Opinion editor's note: Editorials represent the opinions of the Star Tribune Editorial Board, which operates independently from the newsroom.


Early this week the newly elected Minneapolis City Council met for the first time. On the agenda was the basic stuff for the beginning of a term — elect officers, approve a calendar, weigh in on foreign affairs over which the council has no special expertise and a lack of jurisdiction …

Of course you can tell which action item was not like the others.

The matter in question was the introduction of a resolution (tinyurl.com/mcc-resolution) related to the war in the Middle East — which, important as it is, has nothing to do with ensuring effective but fair policing in Minneapolis, or dealing with homeless encampments, or downtown recovery or the like.
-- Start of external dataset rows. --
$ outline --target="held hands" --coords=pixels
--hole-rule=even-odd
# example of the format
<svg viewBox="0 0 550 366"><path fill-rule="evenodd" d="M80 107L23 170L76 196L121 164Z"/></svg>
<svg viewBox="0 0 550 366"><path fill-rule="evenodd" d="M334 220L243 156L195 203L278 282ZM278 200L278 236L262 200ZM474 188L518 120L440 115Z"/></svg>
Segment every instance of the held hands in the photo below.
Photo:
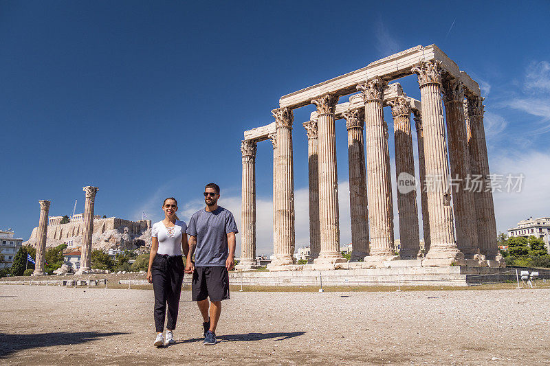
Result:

As currently written, the resolution calls for a "full, immediate, and permanent ceasefire." Fair enough — we, too, would like matters to reach that point. We also would have preferred that Hamas had not viciously attacked Israeli civilians on Oct. 7. And that Israel's response didn't seem so disproportionate in human terms (even if under the international rules governing war, it may not be). And that there were not a litany of persecutions and inequalities stretching back into history, forming the foundations of this conflict.

The proposed language also calls for "an end to U.S. military funding to the State of Israel," the "release of all Israeli hostages taken by Hamas" and "the release of thousands of Palestinians held indefinitely without cause and trial in Israeli military prisons."

Of course you can tell that Minneapolis City Council is not going to resolve these issues. Nor will it find anything close to consensus among residents of the city on all points and their implications.

It is of some credit to the new, lefter-leaning council's restraint that it merely introduced the resolution and referred it to committee with the hope of good discussion and a vote later this month.

It's not hard to see why the council might want to weigh in. Such actions by lower governments have sometimes been building blocks of support for broad international goals of humanity — for instance, ending apartheid in South Africa.

The council may find in this case, however, that it is not only ineffectual bringing about peace abroad but that the proposed resolution and underlying issues are so divisive as to bring disruption or even the threat of violence home. The issue, at a minimum, will be difficult to dispatch quickly.

The names of the council members atop the resolution are Aisha Chughtai, Aurin Chowdhury, Elliott Payne, Jeremiah Ellison and Jason Chavez. The proposal didn't pass muster with Council Member Robin Wonsley, who wanted Israel's action against Hamas to be declared a genocide. In that she had a vocal audience of supporters who attended Monday's otherwise perfunctory meeting. Some of them likely have very personal stakes in the outcome of events in Gaza, just as do Jewish residents of Minneapolis.

It's the right of constituents to express their interests and seek remedies. It's also their obligation to respect the procedures of city governance.

A number of those at Monday's meeting didn't do so. They cheered raucously in response to Wonsley's statement, as if at a political rally. When Council Member Linea Palmisano gave a statement expressing support for all who are victims of the conflict and relaying concern that the resolution could inflame both antisemitism and Islamaphobia, they shamed her and tried to shout her down. (See tinyurl.com/mcc-january8, beginning at time stamp 1:10:50, for the council's full discussion of the resolution.)

"I've endured a lot of chaotic council meetings. But the Jan. 8 meeting was by far the worst yet," wrote Council Member LaTrisha Vetaw this week in a characteristically well-argued commentary making many of the same points about the resolution that we echo here.

Payne, the newly selected council president, and Chughtai, the new vice president, will have their work cut out for them maintaining order as debate continues. They'll almost certainly grow in their roles, but Payne in particular must be more authoritative than he was on Monday.

Wonsley — passionate in her advocacies, a welcome quality in leaders when it's well-directed — must know that leadership sometimes requires toning people down rather than riling them up.

It is also the responsibility of the council to sort out the city's broadest priorities and decide where action can be most constructive.

We suggest that the proposed resolution is not so. We suggest, above all, that City Hall's focus belongs elsewhere.